How to get the best from your employees
3-minute read
Your employees are your most valuable asset, and managing them well is one of your most critical business challenges.
“If you do a good job, your employees are more likely to be loyal partners in helping you build a thriving company with growing profits,” says BDC Senior Business Advisor Émilie Poirier, who advises entrepreneurs on human resources issues.
Here are Poirier’s seven tips on how to better manage your people.
1. Foster good communication
Open and honest communication is at the heart of a happy and productive workplace. Start by explaining to your employees your company’s vision, goals and plans for achieving them. Focus especially on clear communication in times of change or uncertainty.
“Meeting regularly with employees face to face is very important in smaller companies,” she says.
In larger companies, you can also share written information, such as a printed or electronic company newsletter. You can include employees’ contributions, staff success stories, company news and business performance metrics.
2. Give feedback
Positive feedback strengthens employee engagement. You and your managers should give meaningful feedback through the year, not just at year-end performance reviews.
Negative feedback should be fair, carefully expressed and focused on specific behaviours (not vague complaints). Also ask the employee to tell their side of the story.
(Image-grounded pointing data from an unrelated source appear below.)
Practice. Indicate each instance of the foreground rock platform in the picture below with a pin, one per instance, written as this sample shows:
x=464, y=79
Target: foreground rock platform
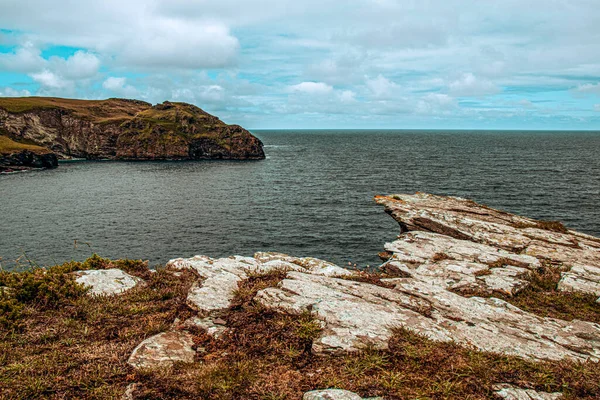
x=448, y=248
x=107, y=281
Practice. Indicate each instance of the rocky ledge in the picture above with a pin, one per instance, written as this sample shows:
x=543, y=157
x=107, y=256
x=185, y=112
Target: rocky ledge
x=462, y=275
x=123, y=129
x=15, y=156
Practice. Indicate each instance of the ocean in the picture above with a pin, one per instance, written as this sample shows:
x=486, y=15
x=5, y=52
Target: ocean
x=312, y=196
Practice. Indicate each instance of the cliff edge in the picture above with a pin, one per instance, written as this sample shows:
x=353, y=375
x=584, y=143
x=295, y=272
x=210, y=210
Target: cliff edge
x=121, y=129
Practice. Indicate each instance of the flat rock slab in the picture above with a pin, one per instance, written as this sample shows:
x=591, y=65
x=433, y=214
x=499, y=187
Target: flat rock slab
x=331, y=394
x=354, y=314
x=163, y=350
x=510, y=392
x=222, y=276
x=479, y=231
x=107, y=281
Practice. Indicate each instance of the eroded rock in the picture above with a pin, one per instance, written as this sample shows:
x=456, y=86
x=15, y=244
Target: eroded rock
x=510, y=392
x=107, y=281
x=221, y=276
x=464, y=229
x=163, y=350
x=331, y=394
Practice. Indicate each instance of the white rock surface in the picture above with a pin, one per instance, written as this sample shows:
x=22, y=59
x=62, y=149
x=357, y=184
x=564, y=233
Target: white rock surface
x=460, y=247
x=162, y=350
x=207, y=324
x=222, y=276
x=107, y=281
x=510, y=392
x=355, y=313
x=439, y=221
x=331, y=394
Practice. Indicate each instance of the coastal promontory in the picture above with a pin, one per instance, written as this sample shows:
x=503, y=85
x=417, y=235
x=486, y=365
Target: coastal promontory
x=121, y=129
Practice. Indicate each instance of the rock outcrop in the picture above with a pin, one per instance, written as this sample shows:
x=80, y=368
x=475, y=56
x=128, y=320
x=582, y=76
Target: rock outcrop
x=510, y=392
x=16, y=156
x=125, y=130
x=333, y=394
x=463, y=231
x=163, y=350
x=107, y=282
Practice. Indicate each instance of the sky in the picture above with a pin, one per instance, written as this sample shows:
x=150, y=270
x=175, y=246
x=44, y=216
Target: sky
x=289, y=64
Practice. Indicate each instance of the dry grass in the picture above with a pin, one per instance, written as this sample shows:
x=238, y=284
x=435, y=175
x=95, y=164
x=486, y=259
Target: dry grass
x=79, y=350
x=543, y=298
x=9, y=146
x=96, y=110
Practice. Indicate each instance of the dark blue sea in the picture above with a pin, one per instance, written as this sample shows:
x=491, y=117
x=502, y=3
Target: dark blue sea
x=312, y=196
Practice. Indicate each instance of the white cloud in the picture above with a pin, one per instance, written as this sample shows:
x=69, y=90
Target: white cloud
x=80, y=65
x=381, y=87
x=119, y=86
x=588, y=88
x=171, y=43
x=49, y=80
x=435, y=103
x=525, y=103
x=24, y=59
x=314, y=88
x=347, y=96
x=10, y=92
x=469, y=85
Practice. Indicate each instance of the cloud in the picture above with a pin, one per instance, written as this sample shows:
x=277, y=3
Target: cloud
x=119, y=86
x=435, y=103
x=10, y=92
x=588, y=88
x=469, y=85
x=381, y=87
x=314, y=88
x=49, y=80
x=81, y=65
x=171, y=43
x=269, y=60
x=24, y=59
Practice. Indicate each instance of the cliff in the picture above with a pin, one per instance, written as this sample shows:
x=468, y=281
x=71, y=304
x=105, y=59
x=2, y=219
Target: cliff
x=15, y=156
x=122, y=129
x=471, y=303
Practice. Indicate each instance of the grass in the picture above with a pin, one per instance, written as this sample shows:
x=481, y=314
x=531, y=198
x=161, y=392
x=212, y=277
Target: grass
x=90, y=109
x=543, y=298
x=75, y=346
x=9, y=146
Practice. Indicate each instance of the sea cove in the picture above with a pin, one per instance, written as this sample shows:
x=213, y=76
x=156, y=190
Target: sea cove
x=312, y=196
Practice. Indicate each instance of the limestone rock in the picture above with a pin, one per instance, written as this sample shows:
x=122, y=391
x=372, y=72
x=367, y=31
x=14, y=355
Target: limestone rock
x=222, y=276
x=211, y=328
x=356, y=313
x=465, y=230
x=162, y=350
x=129, y=391
x=331, y=394
x=107, y=281
x=510, y=392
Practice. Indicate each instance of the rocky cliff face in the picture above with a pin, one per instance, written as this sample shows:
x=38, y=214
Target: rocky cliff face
x=125, y=130
x=15, y=156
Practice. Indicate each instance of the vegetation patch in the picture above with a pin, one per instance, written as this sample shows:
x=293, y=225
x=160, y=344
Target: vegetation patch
x=9, y=146
x=77, y=346
x=543, y=298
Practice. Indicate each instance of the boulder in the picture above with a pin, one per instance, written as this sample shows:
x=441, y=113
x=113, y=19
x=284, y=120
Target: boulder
x=331, y=394
x=163, y=350
x=222, y=276
x=107, y=281
x=509, y=392
x=429, y=223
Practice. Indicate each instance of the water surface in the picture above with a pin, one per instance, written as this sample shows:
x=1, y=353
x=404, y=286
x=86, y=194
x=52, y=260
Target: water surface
x=311, y=196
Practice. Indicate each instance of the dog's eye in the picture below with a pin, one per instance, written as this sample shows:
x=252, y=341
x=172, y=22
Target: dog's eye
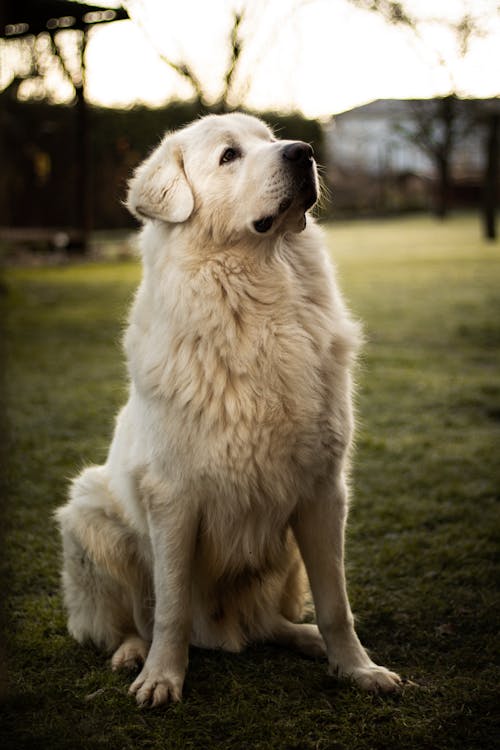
x=230, y=154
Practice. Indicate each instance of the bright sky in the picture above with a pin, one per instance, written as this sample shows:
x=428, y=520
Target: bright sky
x=320, y=56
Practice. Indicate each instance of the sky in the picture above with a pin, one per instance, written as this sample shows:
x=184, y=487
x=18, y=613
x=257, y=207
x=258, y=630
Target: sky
x=318, y=56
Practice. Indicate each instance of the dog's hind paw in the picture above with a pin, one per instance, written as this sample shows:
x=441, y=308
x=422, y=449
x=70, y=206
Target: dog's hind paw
x=375, y=679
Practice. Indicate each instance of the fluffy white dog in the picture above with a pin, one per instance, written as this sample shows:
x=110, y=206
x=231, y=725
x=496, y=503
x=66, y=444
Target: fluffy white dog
x=227, y=470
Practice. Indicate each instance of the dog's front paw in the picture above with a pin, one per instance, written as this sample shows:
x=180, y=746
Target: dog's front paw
x=375, y=679
x=153, y=687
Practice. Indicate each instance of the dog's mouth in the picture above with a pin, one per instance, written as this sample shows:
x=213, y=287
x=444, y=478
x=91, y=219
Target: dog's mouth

And remember that feedback should be a two-way street. Encourage input from your employees, including ideas for improving operations.
3. Recognize your team’s value
Consider rewarding employees for things like meeting goals, contributing to innovation and helping you recruit new talent. Rewards can include performance bonuses and/or non-financial perks your employees will appreciate, such as a company dinner or concert tickets.
4. Delegate
You can’t do it all. Learn to empower your employees by entrusting them with important responsibilities, and then stand back and let them do their job. “You’ll be free to take on higher-value tasks, like focusing on your strategic direction,” Poirier says. “And your employees will appreciate being able to contribute to the company’s success.”
Before giving new responsibilities, evaluate the employees’ capabilities, and provide any needed training.
5. Head off conflict
Conflict between employees can hurt productivity, staff retention and customer service. Head it off by clearly defining job descriptions and business procedures. Encourage respect for diversity. If conflict occurs, don’t let it fester. Meet with those involved to mediate and implement solutions.
6. Train and develop your team
Training and developing your employees makes them more productive and engaged. It also helps attract and retain skilled workers—a growing issue as the population ages.
Don’t focus only on formal, classroom-style training, Poirier says. Also explore semi-formal learning such as mentoring, job-shadowing and focused reading. Reinforce training with opportunities for workers to apply their new skills on the job.
7. Offer a flexible workplace
Changing demographics may mean you have to offer a more flexible workplace. Older workers and those who care for aging family members may need more flexibility. It will also help you retain younger employees who have kids or are turned off by traditional work hours. This could mean allowing work from home and/or offering flexible hours and job sharing.